When I was in New York recently, on a local friend’s advice, I made a beeline to Fung Tu, Jonathan Wu’s wildly creative and idiosyncratic restaurant on the border of the Lower East Side and Chinatown. An alumnus of Per Se, Wu is putting his stamp on American-Chinese cuisine, recreating and modernizing the traditional dishes he remembers from his grandparents’ kitchen and using innovative concepts to elevate familiar dishes. He takes things one step further with an outstanding wine, beer and cocktail list crafted to fit his menu.
Balsamic vinegar is a good alternative to black rice vinegar.
- About 2 tbsp vegetable oil
- 6 oz (175 g) cooked beef brisket, diced (about 1 heaping cup)

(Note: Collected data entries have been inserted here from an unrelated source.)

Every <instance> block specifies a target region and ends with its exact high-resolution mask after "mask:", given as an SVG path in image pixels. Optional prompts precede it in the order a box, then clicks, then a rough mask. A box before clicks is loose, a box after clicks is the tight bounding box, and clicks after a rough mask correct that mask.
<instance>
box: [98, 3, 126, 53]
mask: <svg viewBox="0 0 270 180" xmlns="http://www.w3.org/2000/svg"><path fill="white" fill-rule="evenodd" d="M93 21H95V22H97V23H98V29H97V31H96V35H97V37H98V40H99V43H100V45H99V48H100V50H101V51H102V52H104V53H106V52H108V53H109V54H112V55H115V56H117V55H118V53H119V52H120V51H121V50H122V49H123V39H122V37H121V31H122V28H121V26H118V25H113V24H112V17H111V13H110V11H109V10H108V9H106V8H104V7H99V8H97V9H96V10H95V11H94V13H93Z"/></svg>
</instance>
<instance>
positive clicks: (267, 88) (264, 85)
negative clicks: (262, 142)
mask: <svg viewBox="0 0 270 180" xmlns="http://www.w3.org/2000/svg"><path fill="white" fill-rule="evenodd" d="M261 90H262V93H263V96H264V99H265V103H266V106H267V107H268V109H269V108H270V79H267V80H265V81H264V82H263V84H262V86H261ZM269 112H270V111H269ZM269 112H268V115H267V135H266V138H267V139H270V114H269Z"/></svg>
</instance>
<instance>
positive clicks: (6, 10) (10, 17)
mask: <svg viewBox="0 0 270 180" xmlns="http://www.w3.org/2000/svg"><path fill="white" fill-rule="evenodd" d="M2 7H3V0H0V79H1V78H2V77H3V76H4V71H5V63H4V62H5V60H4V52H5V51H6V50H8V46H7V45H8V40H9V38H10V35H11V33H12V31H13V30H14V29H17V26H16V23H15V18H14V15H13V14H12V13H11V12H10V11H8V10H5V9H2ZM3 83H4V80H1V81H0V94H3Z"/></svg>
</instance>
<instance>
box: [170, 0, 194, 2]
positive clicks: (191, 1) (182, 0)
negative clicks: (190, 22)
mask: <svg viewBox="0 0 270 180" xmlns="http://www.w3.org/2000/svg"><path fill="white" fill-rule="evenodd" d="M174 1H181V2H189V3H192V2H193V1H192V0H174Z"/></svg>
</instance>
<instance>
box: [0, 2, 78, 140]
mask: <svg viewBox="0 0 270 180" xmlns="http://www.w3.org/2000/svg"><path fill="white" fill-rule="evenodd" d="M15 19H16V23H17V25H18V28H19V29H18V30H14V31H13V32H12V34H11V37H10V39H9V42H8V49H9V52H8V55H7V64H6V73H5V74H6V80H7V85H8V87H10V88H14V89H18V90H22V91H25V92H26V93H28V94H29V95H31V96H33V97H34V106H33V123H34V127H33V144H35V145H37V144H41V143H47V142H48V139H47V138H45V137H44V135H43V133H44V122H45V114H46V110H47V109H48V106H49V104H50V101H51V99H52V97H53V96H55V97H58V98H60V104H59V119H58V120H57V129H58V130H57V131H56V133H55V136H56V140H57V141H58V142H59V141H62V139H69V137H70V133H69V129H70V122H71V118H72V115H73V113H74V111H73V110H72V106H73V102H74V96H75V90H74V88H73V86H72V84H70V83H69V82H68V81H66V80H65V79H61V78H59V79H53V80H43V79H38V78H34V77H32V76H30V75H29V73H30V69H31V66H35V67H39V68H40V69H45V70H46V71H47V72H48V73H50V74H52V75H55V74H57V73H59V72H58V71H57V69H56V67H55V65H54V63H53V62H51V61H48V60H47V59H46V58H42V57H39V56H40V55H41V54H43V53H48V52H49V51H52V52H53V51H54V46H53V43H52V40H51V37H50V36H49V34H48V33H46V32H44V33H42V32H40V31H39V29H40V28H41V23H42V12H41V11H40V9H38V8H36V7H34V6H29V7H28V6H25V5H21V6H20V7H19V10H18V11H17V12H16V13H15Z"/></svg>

- 2 tbsp peeled minced ginger
- 2 tbsp minced garlic
- 2 tbsp minced white part of scallions
- 1 cup thinly sliced Brussels sprouts
- 3 cups cooked Thai jasmine rice, placed in refrigerator overnight to dry
- 2 eggs
- 2 tbsp sliced garlic chives
- 1 tbsp soy sauce
- 1 tsp black rice vinegar
- 1/4 cup vegetable stock
- 1/4 tsp fennel seeds, toasted
- Pinch of salt
- 1/4 cup roughly chopped baby spinach, packed
- 2 tbsp sliced green part of scallions
- 1 tbsp pomegranate seeds
Heat a wok over high heat. Add enough oil to film the bottom of the wok. Add the brisket, ginger, garlic and scallion whites. Cook, stirring rapidly, for 1 minute. Add Brussels sprouts and cook for another minute.
Add rice, eggs, garlic chives, soy sauce, black rice vinegar and vegetable stock. Stir using a spatula to break up any rice that clumps together. Season with fennel seed and salt. Add the spinach and cook for a few seconds until it wilts.
Divide among four bowls. Garnish with scallion greens and pomegranate seeds.